Not disputing that fact. But here is the question, how can you accurately setup your sum of moments (torque) equal zero for all 3 planes to solve for R when your unt vector in X and Z direction is zero?

I see what you are getting at and I'll try to explain, but the whole point is moot because if you want to be absolutely accurate it is the lowering of the center of mass of the car that improves performance when the car is lowered.

I think the point you are trying to make is that if you take the (x,y) points of the center of mass, you can take any arbitrary z value and the moment about the center of mass due to gravity force about that point will be zero if you assume the gravity force is only in the z direction. However, we don't define center of gravity by only (x,y) because while that is useful when the car is on flat ground and gravity only acts in the z, imagine the situation where the car is parked on a hill. Assume the z plane still goes up through the roof of the car, gravity force acts partially in the z direction and partially in either x, y, or both. Now there is only one (x,y,z) position where the moment about the center of mass due to gravity force is zero.

[wu_dot_com]

Quote:

Originally Posted by u/Josh

I see what you are getting at and I'll try to explain, but the whole point is moot because if you want to be absolutely accurate it is the lowering of the center of mass of the car that improves performance when the car is lowered.

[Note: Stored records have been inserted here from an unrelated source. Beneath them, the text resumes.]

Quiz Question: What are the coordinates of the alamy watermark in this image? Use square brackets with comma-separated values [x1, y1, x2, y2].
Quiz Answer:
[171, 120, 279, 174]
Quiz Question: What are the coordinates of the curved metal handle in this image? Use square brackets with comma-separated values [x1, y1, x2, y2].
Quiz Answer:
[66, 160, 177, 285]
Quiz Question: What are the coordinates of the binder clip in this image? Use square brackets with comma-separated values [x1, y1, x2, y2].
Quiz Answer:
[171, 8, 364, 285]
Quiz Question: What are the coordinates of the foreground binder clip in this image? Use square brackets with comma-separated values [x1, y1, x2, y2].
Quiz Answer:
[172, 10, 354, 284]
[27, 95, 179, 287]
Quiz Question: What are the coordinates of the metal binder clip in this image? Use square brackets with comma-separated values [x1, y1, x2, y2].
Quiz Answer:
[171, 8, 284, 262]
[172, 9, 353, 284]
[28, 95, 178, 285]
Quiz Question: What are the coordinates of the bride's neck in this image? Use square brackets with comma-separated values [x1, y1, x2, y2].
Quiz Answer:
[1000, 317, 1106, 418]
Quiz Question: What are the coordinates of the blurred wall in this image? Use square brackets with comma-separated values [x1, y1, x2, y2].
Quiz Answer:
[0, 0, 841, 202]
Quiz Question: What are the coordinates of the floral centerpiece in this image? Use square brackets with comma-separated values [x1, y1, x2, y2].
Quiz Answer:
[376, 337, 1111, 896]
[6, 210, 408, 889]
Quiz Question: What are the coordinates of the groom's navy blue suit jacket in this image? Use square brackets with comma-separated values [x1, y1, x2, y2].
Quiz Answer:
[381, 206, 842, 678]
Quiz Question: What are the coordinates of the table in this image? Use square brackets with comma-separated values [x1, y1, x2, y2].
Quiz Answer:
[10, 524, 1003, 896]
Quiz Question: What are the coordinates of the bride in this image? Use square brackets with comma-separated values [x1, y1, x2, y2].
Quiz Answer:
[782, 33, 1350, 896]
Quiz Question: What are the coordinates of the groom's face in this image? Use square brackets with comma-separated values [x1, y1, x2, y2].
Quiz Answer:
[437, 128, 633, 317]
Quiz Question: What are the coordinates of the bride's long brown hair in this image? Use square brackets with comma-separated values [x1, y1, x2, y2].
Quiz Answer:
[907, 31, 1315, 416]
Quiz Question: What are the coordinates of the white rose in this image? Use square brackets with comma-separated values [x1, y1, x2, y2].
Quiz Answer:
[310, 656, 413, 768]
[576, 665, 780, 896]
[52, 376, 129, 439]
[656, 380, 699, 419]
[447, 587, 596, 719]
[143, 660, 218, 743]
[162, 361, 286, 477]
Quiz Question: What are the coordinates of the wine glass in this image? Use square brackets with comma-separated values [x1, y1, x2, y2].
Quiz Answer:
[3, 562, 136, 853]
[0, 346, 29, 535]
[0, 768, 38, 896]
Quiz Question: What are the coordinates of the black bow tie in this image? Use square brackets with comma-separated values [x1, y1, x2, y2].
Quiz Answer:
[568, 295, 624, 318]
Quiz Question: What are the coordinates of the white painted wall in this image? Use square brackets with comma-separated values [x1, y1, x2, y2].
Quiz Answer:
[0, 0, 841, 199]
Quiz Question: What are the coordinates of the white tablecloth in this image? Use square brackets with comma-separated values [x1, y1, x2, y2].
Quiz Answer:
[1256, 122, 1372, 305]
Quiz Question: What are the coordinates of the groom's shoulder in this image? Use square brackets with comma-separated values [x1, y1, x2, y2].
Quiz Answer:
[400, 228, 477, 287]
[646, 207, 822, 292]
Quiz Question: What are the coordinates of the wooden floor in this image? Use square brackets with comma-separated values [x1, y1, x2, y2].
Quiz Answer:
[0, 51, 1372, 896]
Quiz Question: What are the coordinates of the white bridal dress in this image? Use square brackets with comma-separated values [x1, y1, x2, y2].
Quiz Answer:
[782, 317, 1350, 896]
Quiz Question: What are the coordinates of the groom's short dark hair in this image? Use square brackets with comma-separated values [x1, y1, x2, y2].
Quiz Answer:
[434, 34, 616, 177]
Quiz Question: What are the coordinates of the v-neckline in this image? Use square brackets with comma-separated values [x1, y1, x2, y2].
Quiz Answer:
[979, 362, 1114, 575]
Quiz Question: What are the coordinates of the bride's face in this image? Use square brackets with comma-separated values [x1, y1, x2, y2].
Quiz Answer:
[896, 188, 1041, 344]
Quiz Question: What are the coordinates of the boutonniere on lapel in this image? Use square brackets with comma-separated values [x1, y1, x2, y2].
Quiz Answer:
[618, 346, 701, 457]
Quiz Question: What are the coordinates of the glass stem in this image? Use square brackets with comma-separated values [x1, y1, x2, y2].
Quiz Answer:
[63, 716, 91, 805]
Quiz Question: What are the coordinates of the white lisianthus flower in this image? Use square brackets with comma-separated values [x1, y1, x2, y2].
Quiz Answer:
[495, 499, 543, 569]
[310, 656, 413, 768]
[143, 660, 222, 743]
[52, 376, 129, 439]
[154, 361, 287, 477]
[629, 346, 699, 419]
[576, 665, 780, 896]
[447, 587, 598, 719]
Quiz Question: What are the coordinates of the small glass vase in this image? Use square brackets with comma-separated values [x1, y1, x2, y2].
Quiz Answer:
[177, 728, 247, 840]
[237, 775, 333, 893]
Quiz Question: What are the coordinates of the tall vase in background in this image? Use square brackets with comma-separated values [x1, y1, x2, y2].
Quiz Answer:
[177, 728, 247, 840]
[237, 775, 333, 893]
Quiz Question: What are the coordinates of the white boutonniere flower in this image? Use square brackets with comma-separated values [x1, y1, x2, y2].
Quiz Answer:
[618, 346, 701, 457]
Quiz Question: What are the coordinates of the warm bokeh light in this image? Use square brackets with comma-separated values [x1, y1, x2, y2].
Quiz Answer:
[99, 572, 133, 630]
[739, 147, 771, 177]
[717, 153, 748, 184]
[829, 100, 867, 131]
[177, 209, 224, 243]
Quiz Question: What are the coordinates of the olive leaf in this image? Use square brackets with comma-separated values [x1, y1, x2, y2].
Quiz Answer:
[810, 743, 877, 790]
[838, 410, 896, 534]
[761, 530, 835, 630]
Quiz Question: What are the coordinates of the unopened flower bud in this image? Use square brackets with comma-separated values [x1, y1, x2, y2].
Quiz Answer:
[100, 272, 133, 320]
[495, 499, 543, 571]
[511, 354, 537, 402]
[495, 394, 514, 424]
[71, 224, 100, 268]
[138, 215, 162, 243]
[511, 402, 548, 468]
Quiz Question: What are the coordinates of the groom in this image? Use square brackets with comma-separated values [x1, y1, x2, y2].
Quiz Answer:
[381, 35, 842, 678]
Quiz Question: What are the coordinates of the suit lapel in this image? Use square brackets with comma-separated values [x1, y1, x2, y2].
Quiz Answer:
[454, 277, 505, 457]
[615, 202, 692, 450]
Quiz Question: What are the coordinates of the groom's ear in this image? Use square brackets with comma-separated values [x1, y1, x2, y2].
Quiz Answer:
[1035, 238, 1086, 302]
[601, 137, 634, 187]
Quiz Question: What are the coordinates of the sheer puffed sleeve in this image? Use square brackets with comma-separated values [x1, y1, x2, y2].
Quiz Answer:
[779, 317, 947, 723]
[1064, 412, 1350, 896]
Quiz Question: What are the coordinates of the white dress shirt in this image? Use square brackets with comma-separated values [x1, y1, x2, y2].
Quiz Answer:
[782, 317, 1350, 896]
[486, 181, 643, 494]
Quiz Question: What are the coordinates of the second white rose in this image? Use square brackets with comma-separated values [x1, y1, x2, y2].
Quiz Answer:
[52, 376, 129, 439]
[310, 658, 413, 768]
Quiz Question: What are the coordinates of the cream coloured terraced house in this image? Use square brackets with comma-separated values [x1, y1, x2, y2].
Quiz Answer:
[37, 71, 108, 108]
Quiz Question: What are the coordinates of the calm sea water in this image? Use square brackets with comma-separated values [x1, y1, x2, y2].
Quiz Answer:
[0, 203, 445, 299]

I think the point you are trying to make is that if you take the (x,y) points of the center of mass, you can take any arbitrary z value and the moment about the center of mass due to gravity force about that point will be zero if you assume the gravity force is only in the z direction. However, we don't define center of gravity by only (x,y) because while that is useful when the car is on flat ground and gravity only acts in the z, imagine the situation where the car is parked on a hill. Assume the z plane still goes up through the roof of the car, gravity force acts partially in the z direction and partially in either x, y, or both. Now there is only one (x,y,z) position where the moment about the center of mass due to gravity force is zero.

Very good point.

I think I've turn 90% of people away from this topic with this geek talk.